Ханка, все так же глядя под ноги, ответила, что трудно сказать. Вообще-то она, Ханка, была бы не против, если бы Хаим-Мойше поближе познакомился с Хавой Пойзнер и сам разобрался, что она за человек. Тут, в Ракитном, можно сказать, она как зеркало: всем нравится. Даже Мейлах что-то в ней нашел, всегда улыбался, когда она проходила мимо аптеки и ему кланялась. Говорил, интересная она, очень интересная. Как-то раз Этл ему рассказала, что в детстве, когда они с Хавой учились в городской школе, Хава опрокинула ей на тетрадь чернильницу, чтобы учитель двойку поставил. Но Мейлах только улыбнулся. Он нашел, что история с чернильницей — это тоже интересно. Часто сидел с Хавой на крыльце магазина — она любила сидеть там вечерами, когда отцовский магазин уже был закрыт. Но они никогда не оставались там вдвоем, вокруг Хавы всегда вились еще два-три парня, а она над ними смеялась. Она говорила, что еврейский парень никогда не придет к девушке один, они только по двое, по трое ходят. А когда покупают новые калоши — говорила — они туда бумажные стельки вкладывают, чтобы было сухо. Хава часто уезжала в окружной город на неделю-другую, и тогда уж, проходя по рыночной площади, на крыльце закрытого магазина никого не увидишь. Но однажды Хава надолго уехала в Крым, и Мейлах каждый вечер наведывался на почту. Ханка как-то раз встретила его на том конце города, возле почты; он шел с непокрытой головой и внимательно читал только что полученное письмо.

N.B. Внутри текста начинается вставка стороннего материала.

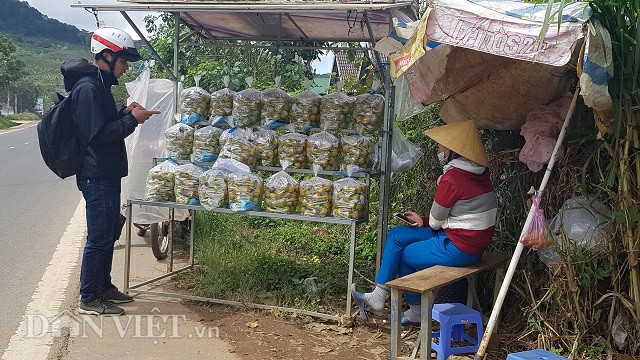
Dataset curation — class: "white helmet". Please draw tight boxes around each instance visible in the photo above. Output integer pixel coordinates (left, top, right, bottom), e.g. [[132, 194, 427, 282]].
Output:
[[91, 26, 142, 61]]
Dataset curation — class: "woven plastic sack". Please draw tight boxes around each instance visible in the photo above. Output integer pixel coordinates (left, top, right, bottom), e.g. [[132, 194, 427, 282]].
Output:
[[264, 161, 300, 214], [232, 77, 261, 128], [164, 123, 194, 160], [307, 131, 340, 170], [353, 81, 384, 134], [391, 123, 424, 173], [209, 76, 236, 129], [144, 160, 176, 202], [320, 82, 353, 132], [227, 171, 262, 211], [278, 132, 307, 169], [340, 135, 375, 171], [520, 192, 553, 250], [260, 76, 291, 130], [291, 80, 320, 132], [250, 130, 278, 166], [219, 128, 258, 169], [193, 126, 222, 162], [179, 76, 211, 125], [332, 165, 367, 219], [175, 164, 204, 205], [300, 165, 333, 216]]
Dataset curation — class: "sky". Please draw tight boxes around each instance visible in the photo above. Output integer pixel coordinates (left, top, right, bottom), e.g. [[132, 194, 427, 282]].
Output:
[[26, 0, 333, 74]]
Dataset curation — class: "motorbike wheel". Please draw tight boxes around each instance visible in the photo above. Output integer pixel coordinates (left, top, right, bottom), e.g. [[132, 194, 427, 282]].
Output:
[[149, 221, 169, 260]]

— Мейлах, — спросила тогда Ханка, — а где ваша шляпа?
Мейлах вспыхнул, заулыбался.
— Ах да, — говорит, — я, наверно, ее на почте забыл.
— Вот оно что…
Но тут Хаим-Мойше прервал рассказ Ханки:
— Почему вы решили, что это было письмо от Хавы Пойзнер?
— От Хавы Пойзнер?
Ханка опять покраснела.
— Погодите-ка, разве я так сказала?..
Хаим-Мойше воспользовался ее замешательством и быстро спросил:
— Ну а что Мейлах принял перед смертью? Неизвестно?
На этом, собственно, разговор и закончился. Ханка побледнела и замолкла, и Хаим-Мойше почувствовал себя виноватым, будто бы только что сильно ее обидел.
IX[5]
По дороге в лес он незаметно для себя начал думать о Мейлахе, машинально повел с ним мысленную беседу: «Он, Хаим-Мойше, и Мейлах — по сути дела один человек; он, Хаим-Мойше, — суровый одиночка, никому ничего не хочет прощать и требует от жизни слишком многого, он должен в конце концов преодолеть в себе мягкого, улыбчивого Мейлаха, который все прощает, принимает и благословляет. Тем не менее это факт: именно после смерти Мейлах приобрел больший вес — Мейлах со своей стеснительной, доброй улыбкой…»
Вдруг молнией сверкнула мысль, и тут же мозг затуманило, словно алкоголем, и все, о чем он думал, показалось необыкновенно важным:
— Что такое человек, Мейлах?
— Ничего, Хаим-Мойше, так, попытка или случайность.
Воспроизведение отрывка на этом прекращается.